Timperlake is a member of the Blue Team, a loosely organized group of conservative congressional aides, experts and political operatives who reject not only the Clinton concept of a "strategic partnership" with China but also the mainstream Republican policy of trade-based engagement to encourage reforms. They think the communist regime should be contained and confronted, much as the Soviet Union was treated, and that Taiwan's democracy should receive robust military support.
Blue Team members, numbering perhaps 40, keep in touch via e-mail and sometimes gather for drinks at the American Tavern on F Street in Washington. Many prefer to operate behind the scenes, relishing their role as insurgents. "It isn't politically correct to be with us," says William Triplett, a congressional staff member who coined the term Blue Team, after the code name that China gives its enemy in war games, and who wrote with Timperlake a book on China's military, Red Dragon Rising. Blue Teamers helped write and promote the Taiwan Security Enhancement Act, a controversial bill that passed the House last year, and have succeeded in attaching riders to legislation that force the Pentagon to provide regular updates on China's military strength. Their handiwork was evident last week in a letter signed by 82 House members urging President Bush to sell advanced destroyers to Taiwan. Says Ronald Montaperto, a former Pentagon expert on Chinese military affairs who has crossed swords with the Blues: "They're very passionate. Unlike them, many of us believe you can be suspicious of China but understand that it's necessary to get along."
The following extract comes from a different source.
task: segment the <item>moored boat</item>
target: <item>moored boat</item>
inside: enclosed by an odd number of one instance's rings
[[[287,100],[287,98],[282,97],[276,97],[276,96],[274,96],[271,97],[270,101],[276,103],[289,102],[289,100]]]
Bush's handling of the spy-plane incident gets a grudging pass from most Blues, who would prefer more assertive actions but applaud the contrast to the previous Administration. "By this point Bill Clinton would have apologized three times to the world," says the Blue Team's Richard Fisher, a China expert at the Jamestown Foundation. While the Blues are encouraged by the new rightward tilt in Washington, they know the pro-engagement policymakers still hold sway. Timperlake vows that "history will put us in the mainstream." China makes the same prediction.